Once the new setting and new character configurations dig in, and Isla Sorna starts to hint at the true scale of its horrors, Malcolm is still only equipped to theorize. No wonder Crichton moves so swiftly to break more of his bones and leave the derring-do to those who can do it.


....Harding said, "It was bound to happen, Ian. You know you can't expect to observe the animals without changing anything. It's a scientific impossibility."

    "Of course it is," Malcolm said. "That's the greatest single scientific discovery of the twentieth century. You can't study anything without changing it."

    Since Galileo, scientists had adopted the view that they were objective observers of the natural world. That was implicit in every aspect of their behavior, even the way they wrote scientific papers, saying things like "It was observed . . ." As if nobody had observed it. For three hundred years, that impersonal quality was the hallmark of science. Science was objective, and the observer had no influence on the results he or she described.
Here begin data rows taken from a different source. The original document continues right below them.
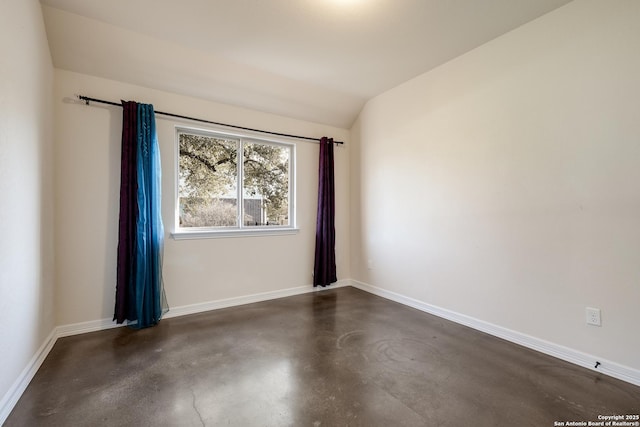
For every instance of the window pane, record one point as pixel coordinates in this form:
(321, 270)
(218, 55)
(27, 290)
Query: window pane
(266, 184)
(208, 176)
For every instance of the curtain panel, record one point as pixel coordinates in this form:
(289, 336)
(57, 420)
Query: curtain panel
(324, 271)
(140, 297)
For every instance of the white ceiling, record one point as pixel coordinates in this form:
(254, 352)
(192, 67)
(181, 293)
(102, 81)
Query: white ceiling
(316, 60)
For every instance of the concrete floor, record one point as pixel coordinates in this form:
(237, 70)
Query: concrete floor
(334, 358)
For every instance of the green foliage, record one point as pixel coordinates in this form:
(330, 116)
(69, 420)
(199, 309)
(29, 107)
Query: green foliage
(209, 170)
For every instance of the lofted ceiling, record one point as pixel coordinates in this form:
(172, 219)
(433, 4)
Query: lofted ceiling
(316, 60)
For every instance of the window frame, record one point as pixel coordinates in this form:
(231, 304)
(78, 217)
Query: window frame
(241, 230)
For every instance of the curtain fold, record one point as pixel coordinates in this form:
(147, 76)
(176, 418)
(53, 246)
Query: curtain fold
(140, 298)
(324, 270)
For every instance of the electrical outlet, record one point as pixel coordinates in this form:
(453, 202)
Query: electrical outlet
(593, 316)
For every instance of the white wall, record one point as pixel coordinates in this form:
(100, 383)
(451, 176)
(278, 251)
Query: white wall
(195, 271)
(26, 232)
(505, 184)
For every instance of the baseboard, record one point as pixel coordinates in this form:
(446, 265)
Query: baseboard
(12, 396)
(183, 310)
(585, 360)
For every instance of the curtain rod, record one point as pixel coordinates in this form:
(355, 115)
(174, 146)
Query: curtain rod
(87, 100)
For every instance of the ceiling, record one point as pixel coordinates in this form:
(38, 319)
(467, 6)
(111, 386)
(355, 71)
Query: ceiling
(316, 60)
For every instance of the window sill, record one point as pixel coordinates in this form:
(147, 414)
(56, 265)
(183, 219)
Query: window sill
(219, 234)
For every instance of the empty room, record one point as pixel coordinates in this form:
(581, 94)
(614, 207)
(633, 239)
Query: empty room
(320, 213)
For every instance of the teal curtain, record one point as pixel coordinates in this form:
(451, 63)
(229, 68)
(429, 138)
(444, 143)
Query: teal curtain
(140, 297)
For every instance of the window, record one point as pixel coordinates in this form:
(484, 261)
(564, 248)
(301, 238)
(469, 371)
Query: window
(229, 183)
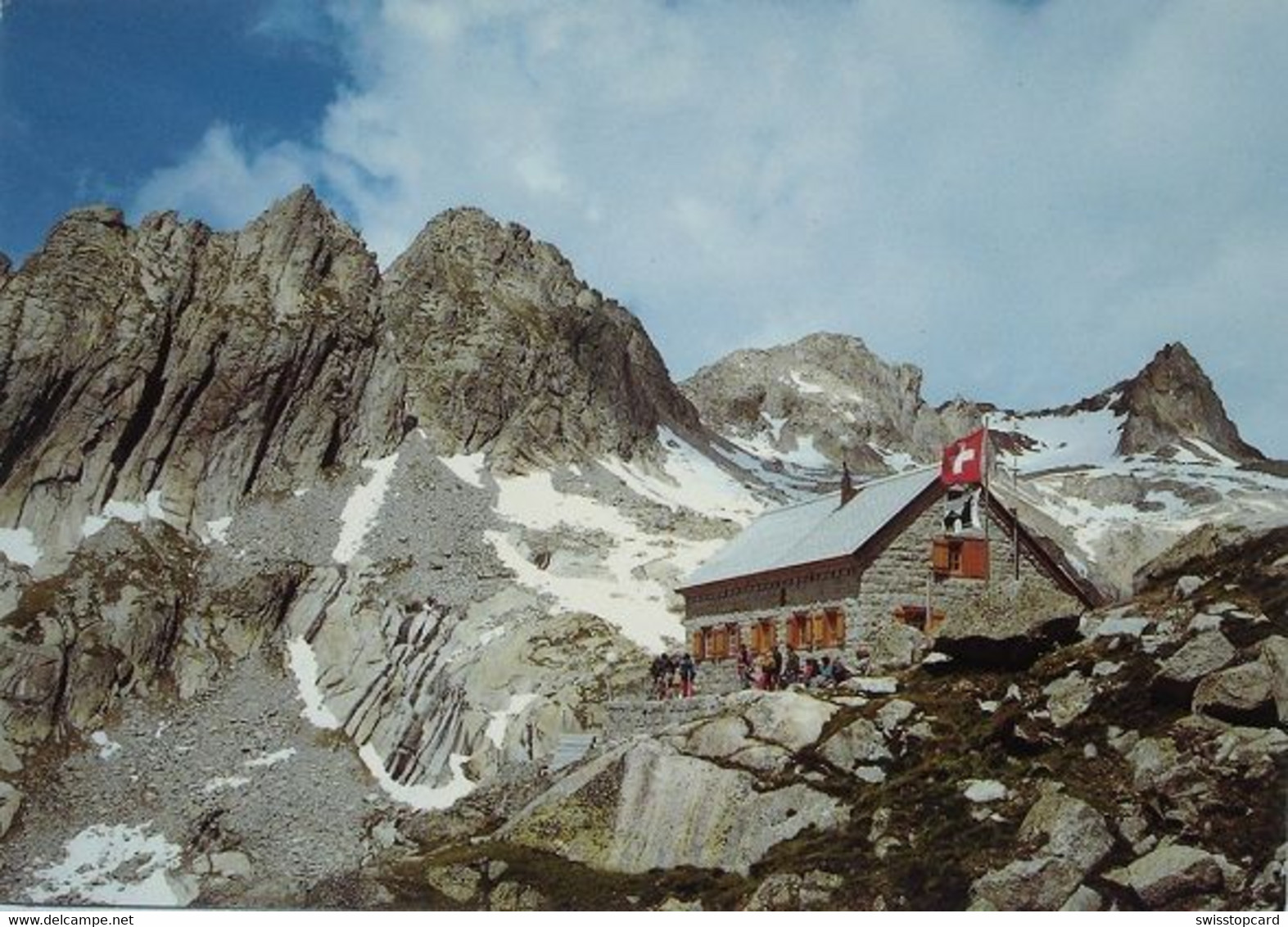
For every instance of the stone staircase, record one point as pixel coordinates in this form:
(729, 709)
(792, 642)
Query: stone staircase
(571, 748)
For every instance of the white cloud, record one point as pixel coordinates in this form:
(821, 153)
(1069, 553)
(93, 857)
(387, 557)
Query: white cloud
(222, 183)
(1027, 200)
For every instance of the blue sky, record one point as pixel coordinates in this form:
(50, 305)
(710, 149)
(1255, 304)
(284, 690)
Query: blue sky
(1025, 200)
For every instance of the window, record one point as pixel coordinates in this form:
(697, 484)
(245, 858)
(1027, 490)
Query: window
(915, 616)
(965, 558)
(834, 629)
(719, 640)
(763, 636)
(798, 631)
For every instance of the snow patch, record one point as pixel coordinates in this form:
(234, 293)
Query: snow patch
(305, 665)
(20, 546)
(775, 425)
(224, 785)
(1063, 441)
(217, 531)
(689, 479)
(114, 866)
(271, 758)
(468, 468)
(804, 385)
(624, 595)
(500, 720)
(130, 513)
(423, 797)
(107, 747)
(359, 513)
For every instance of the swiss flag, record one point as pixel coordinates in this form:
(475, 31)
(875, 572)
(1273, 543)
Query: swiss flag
(964, 460)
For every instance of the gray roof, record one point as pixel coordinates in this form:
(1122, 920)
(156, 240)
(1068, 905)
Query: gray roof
(813, 531)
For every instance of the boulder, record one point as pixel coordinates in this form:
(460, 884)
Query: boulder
(894, 713)
(1274, 654)
(458, 882)
(795, 891)
(1085, 900)
(1069, 828)
(1068, 698)
(1203, 654)
(791, 720)
(231, 864)
(1042, 884)
(11, 800)
(514, 897)
(643, 805)
(984, 791)
(1170, 873)
(1241, 694)
(896, 647)
(1155, 762)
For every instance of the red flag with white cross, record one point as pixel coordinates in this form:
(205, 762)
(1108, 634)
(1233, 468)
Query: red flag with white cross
(964, 460)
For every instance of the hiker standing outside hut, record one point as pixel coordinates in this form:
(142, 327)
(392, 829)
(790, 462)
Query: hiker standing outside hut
(744, 666)
(688, 672)
(793, 668)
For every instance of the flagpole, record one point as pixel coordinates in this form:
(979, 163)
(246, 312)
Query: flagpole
(986, 460)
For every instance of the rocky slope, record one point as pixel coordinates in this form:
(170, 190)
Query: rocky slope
(223, 445)
(1140, 766)
(508, 350)
(192, 369)
(1171, 402)
(290, 546)
(1117, 477)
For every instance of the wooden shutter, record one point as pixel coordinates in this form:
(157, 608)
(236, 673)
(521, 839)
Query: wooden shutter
(975, 559)
(834, 629)
(939, 555)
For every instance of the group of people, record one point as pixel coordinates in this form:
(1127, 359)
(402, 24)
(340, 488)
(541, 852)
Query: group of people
(672, 676)
(777, 670)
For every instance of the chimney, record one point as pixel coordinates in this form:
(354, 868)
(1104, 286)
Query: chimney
(847, 490)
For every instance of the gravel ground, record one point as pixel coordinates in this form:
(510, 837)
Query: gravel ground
(236, 770)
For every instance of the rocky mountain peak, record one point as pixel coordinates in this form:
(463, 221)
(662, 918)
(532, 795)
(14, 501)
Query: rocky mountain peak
(1173, 400)
(826, 391)
(187, 366)
(508, 350)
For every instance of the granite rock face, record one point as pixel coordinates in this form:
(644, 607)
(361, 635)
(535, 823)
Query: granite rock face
(829, 391)
(187, 366)
(1173, 400)
(508, 350)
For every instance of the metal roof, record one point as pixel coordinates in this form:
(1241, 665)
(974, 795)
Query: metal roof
(818, 529)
    This objectivity made science different from the humanities, or from religion—fields where the observer's point of view was integral, where the observer was inextricably mixed up in the results observed.

    But in the twentieth century, that difference had vanished. Scientific objectivity was gone, even at the most fundamental levels. Physicists now knew you couldn't even measure a single subatomic particle without affecting it totally. If you stuck your instruments in to measure a particle's position, you changed its velocity. If you measured its velocity, you changed its position. That basic truth became the Heisenberg uncertainty principle: that whatever you studied you also changed. In the end, it became clear that all scientists were participants in a participatory universe which did not allow anyone to be a mere observer. 

    "I know objectivity is impossible," Malcolm said impatiently. "I'm not concerned about that."

    "Then what are you concerned about?"

    "I'm concerned about the Gambler's Ruin," Malcolm said, staring at the monitor.

     

    Gambler's Ruin was a notorious and much-debated statistical phenomenon that had major consequences both for evolution, and for everyday life. "Let's say you're a gambler," he said. "And you're playing a coin-toss game. Every time the coin comes up heads, you win a dollar. Every time it comes up tails, you lose a dollar."

    "Okay . . ."

    "What happens over time?"

    Harding shrugged. "The chances of getting either heads or tails is even. So maybe you win, maybe you lose. But in the end, you'll come out at zero."

    "Unfortunately, you don't," Malcolm said. "If you gamble long enough, you'll always lose—the gambler is always ruined. That's why casinos stay in business. But the question is, what happens over time? What happens in the period before the gambler is finally ruined?"

    "Okay," she said. "What happens?"

    "If you chart the gambler's fortunes over time, what you find is the gambler wins for a period, or loses for a period. In other words, everything in the world goes in streaks. It's a real phenomenon, and you see it everywhere: in weather, in river flooding, in baseball, in heart rhythms, in stock markets. Once things go bad, they tend to stay bad. Like the old folk saying that bad things come in threes. Complexity theory tells us the folk wisdom is right. Bad things cluster. Things go to hell together. That's the real world."

    "So what are you saying? That things are going to hell now?"

    "They could be, thanks to Dodgson," Malcolm said, frowning at the monitor....


***


Both Jurassic Park and The Lost World have their problems as SF thrillers. I suspect that is why their film adaptations have been such an unsatisfactory treatment of the plot materials.  [The most egregious example of this is the transformation of John Hammond from a deadly dangerous pragmatist into a sugary blob with a twinkling eye.]


The novel The Lost World faces up to unpleasant questions and seems to revel in their dire ramifications with more ardor than Jurassic Park.  It is much more Moreau's kind of island than Disney's, or Spielberg's.